Exodus – Dei e Re: recensione film

RIDLEY SCOTT OSA CON LA BIBLICA STORIA DI MOSÈ, MA SMARRISCE I 10 COMANDAMENTI

locandina exodusGENERE: fantasy-biblico

DURATA: 154 minuti

USCITA IN SALA: 15 gennaio 2015

VOTO: 2 su 5

Nel momento in cui senti il richiamo dell’altissimo non puoi sottrarti al tuo destino. Ridley Scott, signori e signore, non ha bisogno di presentazioni, ma allo stesso tempo si macchia del peccato originale di voler (forse) osare troppo.

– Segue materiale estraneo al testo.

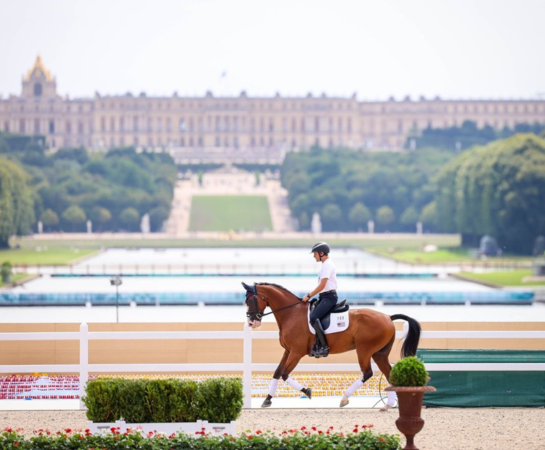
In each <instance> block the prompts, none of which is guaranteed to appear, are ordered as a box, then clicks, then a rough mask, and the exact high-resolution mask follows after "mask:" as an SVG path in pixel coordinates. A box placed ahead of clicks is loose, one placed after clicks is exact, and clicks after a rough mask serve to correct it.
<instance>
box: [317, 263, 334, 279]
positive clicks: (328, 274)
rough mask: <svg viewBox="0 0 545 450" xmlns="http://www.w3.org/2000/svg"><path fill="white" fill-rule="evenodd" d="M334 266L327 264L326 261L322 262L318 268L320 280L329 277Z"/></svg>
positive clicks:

Come Icaro, vola in alto sui comandamenti biblici, rielabora il pensiero dell’Esodo e porta in scena un Mosè col volto di Christian Bale, adatto nel suo lato egizio guerriero, molto meno nelle vesti lise del profeta ebreo.

La storia di Exodus – Dei e Re prende completa ispirazione dalla Bibbia, anzi ancor di più dalla versione del film I 10 comandamenti di Cecil B. De Mille del 1956, adattandolo alle potenziali di compute grafica del giorno d’oggi e a una rilettura puntellata su effetti visivi potenti (le calamità) e ad un massiccio uso della camera-drone che sorvola una Menfi tiranneggiata dal Faraone Ramses, figlio di Ra, e ovviamente ricostruita in digitale.

Sulla carta, dunque, anzi sul papiro tutto bene. Il problema nasce nella credibilità che si concede ad una storia e qui Scott commette il primo peccato capitale, al di la di un casting completamente fuori parte (da John Turturro a Sigourney Weaver, personaggi sacrificati in abiti cuciti non per loro). Sì, perchè con molto difficoltà capiamo la genesi di un cambiamento così rapido nella mente di Mosè, da principe a patriota di un popolo senza patria. Le enormi ellissi temporali distolgono talmente l’attenzione che si fatica a dare un collegamento valido tra gli anni intercorsi nella storia.

L’ira di Ramses, la fuga degli ebrei, la corsa verso Canaan, la terra promessa, l’attraversamento del mar rosso e l’intervento del Dio tra gli Dei sono una messa in scena interessante dal punto di vista scenografico e spettacolare nell’azione. Quello che non funziona è tutto il contorno, uno scenario stonato nel suo meltin pot tra farsa religiosa, film fantasy e biopic storico. Miscelati in maniera stranamente poco sapiente dal regista de Il Gladiatore, che perde la mano, quasi annoiato, nel dirigere coralmente uno script basilare.

Laddove manca la potenza di un racconto ben strutturato il coraggio non basta, l’ispirazione serve a porre le basi per un gran film, è vero, ma osare confrontarsi con un classico significa saperne affrontare il grande lavoro di struttura narrativa. In Exodus non accade e il risultato sullo schermo lascia a desiderare, così come alcune scelte di regia. Le acque non si dividono e Mosè resta al palo.